Berbahagialah pribadi, yang di tengah segala kesedihannya menemukan pundak untuk sekadar bersandar. Ya, menemukan pundak untuk bersandar. Maka sungguh berbahagialah dia yang memiliki pundak yang kokoh, yang memberi ketenangan bagi pribadi-pribadi yang sedang berjuang dalam perkara yang sukar. Berbahagialah jika itu kamu, jika pundakmu mampu memberikan rasa sabar. Kepada pribadi-pribadi yang yang seolah telah kehilangan nalar. Semoga kalian salah satu teman yang mampu membuat kehidupan ini terus mekar. Meski terkadang kesedihan dan tangisan datang menghantam laksana ombak menerjang kapal pesiar.

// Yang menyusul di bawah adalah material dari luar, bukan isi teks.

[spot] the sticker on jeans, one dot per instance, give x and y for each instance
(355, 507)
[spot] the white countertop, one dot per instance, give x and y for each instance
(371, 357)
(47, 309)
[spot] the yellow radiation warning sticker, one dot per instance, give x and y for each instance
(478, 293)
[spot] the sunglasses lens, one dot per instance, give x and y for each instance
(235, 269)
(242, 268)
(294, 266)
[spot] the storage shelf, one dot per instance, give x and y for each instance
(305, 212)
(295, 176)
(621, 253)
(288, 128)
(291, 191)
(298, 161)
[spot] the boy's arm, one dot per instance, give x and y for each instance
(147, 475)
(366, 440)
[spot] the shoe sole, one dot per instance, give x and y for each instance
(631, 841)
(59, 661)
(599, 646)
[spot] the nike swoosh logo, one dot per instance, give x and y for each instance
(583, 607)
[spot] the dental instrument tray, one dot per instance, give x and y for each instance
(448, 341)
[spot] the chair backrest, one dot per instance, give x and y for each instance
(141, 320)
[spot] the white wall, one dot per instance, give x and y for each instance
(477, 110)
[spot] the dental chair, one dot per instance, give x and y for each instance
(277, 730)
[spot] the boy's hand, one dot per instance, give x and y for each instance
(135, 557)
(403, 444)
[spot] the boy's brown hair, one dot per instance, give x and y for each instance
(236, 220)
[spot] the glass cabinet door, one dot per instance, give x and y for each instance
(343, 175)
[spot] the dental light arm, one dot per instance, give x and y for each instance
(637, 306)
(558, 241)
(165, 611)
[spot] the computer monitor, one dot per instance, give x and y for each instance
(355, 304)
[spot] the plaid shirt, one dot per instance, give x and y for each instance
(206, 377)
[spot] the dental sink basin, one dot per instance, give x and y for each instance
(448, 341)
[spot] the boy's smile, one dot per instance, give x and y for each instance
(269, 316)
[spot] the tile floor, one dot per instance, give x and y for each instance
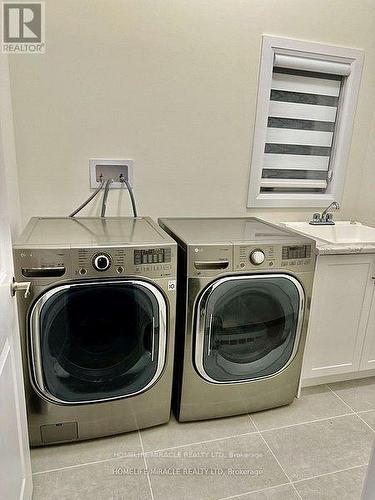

Kembali kepada tangisan. Itu adalah hal yang sangat biasa, bahkan bisa dilakukan meski tanpa banyak alasan. Bahkan menangis juga baik untuk kesehatan. Walaupun harus dihindari menangis bak kesetanan. Karena akan mengundang banyak perhatian. Dan itu tentu tidak akan nyaman.

Maka ketika Engkau menjumpai seseorang menangis, atau Engkau sendiri menangis. janganlah Engkau merasa miris. Meski terkadang tiada sesuatu alasan yang mampu menjelaskan secara logis. Tetapi tangisan adalah sebuah tanda empiris. Bahwa kalian masih memiliki hati, rasa, yang terungkap dalam tangis.

Sahabat, satu lagi selain menangis adalah menajdi 'pundak'. Kerap kita sendiri membutuhkan pundak itu. Tatkala kelelahan mendera, atau rasa stress sudah sampai puncak. Rasanya sudah mau meledak. Di sana kita membutuhkan 'pundak'. Jangan menunggu lama, cepatlah bertindak. Ada 'bahu' yang selalu siap menjadi sandaran tiap hati yang 'rusak'. Dia Tuhan yang memiliki segala kehendak. Dia Tuhan yang membopong kita bagai anak. Dia Tuhan pundak sejati kita, ketika segala perkara meghimpit dan hati sesak. Segeralah bertindak.

Tuhan memberkati.

Comments

niniek said…
If I have a shoulder to cry on....
Romo Waris said…
sudah terbukti khan?
pundak seorang ibu selalu ada untuk anak-anak.
Romo Waris said…
satu lagi
Tuhan selalu menyediakan pundak-Nya untuk kita sandari.